[Mesa-dev] Introducing OpenSWR: High performance software rasterizer

Rowley, Timothy O timothy.o.rowley at intel.com
Wed Oct 21 15:41:06 PDT 2015


> On Oct 20, 2015, at 2:03 PM, Roland Scheidegger <sroland at vmware.com> wrote:
> 
> Certainly looks interesting...
> From a high level point of view, seems quite similar to llvmpipe (both
> tile based, using llvm for jitting shaders, ...). Of course llvmpipe
> isn't well suited for these kind of workloads (the most important use
> case is desktop compositing, so a couple dozen vertices per frame but
> millions of pixels...).
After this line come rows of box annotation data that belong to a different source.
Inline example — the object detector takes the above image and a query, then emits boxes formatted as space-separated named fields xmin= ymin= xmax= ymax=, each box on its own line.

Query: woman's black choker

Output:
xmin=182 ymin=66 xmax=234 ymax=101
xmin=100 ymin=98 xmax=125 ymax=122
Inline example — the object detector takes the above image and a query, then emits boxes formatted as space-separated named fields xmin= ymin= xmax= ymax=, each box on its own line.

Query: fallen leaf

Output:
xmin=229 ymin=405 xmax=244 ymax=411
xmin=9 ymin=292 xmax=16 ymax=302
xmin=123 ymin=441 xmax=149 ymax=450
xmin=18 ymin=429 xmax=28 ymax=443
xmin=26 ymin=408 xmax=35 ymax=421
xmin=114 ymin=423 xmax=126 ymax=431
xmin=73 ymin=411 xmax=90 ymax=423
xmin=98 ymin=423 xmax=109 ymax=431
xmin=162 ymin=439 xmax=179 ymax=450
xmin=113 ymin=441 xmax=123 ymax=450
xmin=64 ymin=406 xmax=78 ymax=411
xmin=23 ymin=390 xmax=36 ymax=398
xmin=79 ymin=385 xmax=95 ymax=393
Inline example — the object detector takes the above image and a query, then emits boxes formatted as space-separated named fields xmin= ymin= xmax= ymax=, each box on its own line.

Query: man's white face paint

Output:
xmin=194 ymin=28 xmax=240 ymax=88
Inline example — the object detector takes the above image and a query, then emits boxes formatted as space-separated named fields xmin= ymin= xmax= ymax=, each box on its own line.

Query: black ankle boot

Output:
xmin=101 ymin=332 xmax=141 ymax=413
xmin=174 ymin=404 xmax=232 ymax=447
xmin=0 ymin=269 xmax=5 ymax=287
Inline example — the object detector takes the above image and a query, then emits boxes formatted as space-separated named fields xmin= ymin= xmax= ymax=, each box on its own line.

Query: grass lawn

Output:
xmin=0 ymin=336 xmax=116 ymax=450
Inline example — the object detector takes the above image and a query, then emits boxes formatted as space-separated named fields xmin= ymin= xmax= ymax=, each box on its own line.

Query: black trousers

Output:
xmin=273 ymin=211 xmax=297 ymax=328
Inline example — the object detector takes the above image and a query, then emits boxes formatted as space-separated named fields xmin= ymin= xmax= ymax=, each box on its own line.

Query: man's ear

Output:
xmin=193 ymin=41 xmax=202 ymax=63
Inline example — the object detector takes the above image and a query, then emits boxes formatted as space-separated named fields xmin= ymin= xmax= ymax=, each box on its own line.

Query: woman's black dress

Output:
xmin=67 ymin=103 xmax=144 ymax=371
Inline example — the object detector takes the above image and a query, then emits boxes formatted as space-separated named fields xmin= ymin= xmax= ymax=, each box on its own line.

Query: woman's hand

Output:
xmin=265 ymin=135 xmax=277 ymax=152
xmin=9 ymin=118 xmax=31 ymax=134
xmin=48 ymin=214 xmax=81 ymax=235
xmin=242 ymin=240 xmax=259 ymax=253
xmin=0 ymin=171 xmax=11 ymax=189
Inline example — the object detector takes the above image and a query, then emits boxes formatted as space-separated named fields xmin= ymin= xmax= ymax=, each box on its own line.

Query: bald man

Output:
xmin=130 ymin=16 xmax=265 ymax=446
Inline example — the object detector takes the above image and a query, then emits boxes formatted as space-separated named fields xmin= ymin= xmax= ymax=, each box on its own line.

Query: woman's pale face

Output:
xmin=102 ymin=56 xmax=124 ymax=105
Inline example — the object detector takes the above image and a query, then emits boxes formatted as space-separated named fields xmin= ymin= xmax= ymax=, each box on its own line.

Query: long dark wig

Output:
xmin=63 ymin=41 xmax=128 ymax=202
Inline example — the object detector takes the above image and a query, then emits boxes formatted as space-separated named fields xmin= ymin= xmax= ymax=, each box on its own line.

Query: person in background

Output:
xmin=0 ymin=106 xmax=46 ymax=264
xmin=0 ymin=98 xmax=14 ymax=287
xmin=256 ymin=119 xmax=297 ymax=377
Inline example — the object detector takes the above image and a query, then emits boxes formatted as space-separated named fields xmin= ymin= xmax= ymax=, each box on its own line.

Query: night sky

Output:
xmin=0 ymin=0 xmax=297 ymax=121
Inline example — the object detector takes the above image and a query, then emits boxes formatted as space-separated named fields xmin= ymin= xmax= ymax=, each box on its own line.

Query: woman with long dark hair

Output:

Making vertex loads scale is something which
> just wasn't worth the effort so far (there's not actually that many
> people working on llvmpipe), albeit we realize that the completely
> non-parallel nature of it currently actually can hinder scaling quite a
> bit even for "typical" workloads (not desktop compositing, but "simple"
> 3d apps) once you've got enough cores/threads (8 or so), but that's
> something we're not worried too much about.
> I think requiring llvm 3.6 probably isn't going to work if you want to
> upstream this, a minimum version of 3.6 is fine but the general rule is
> things should still work with newer versions (including current
> development version, seems like you're using c++ interface of llvm quite
> a bit so that's probably going to require some #ifdef mess). Albeit I
> guess if you just don't try to build the driver with non-released
> versions that's probably ok (but will limit the ability for some people
> to try out your driver).

Some differences between llvmpipe and swr based on my understanding of llvmpipe’s architecture:

threading model
	llvmpipe: single threaded vertex processing, up to 16 rasterization threads
	swr: common thread pool that pick up frontend or backend work as available
vertex processing
	llvmpipe: entire draw call processed in a single pass
	swr: large draws chopped into chunks that can be processed in parallel
frontend/backend coupling
	llvmpipe: separate binning pass in single threaded frontend
	swr: frontend vertex processing and binning combined in a single pass
primitive assembly and binning
	llvmpipe: scalar c code
	swr: x86 avx/avx2 working on vector of primitives
fragment processing
	llvmpipe: single jitted shader combining depth/fragment/stencil/blend on16x16 block
	swr: separate jitted fragment and blend shaders, plus templated depth test
in-memory representation
	llvmpipe: direct access to render targets
	swr: hot-tile working representation with load and/or store at required times

As you say, we do use LLVM’s C++ API.  While that has some advantages, it’s not guaranteed to be stable and can/does make nontrivial changes.  3.6 to 3.7 made some change to at least the GEP instruction which we could work around if necessary for upstreaming.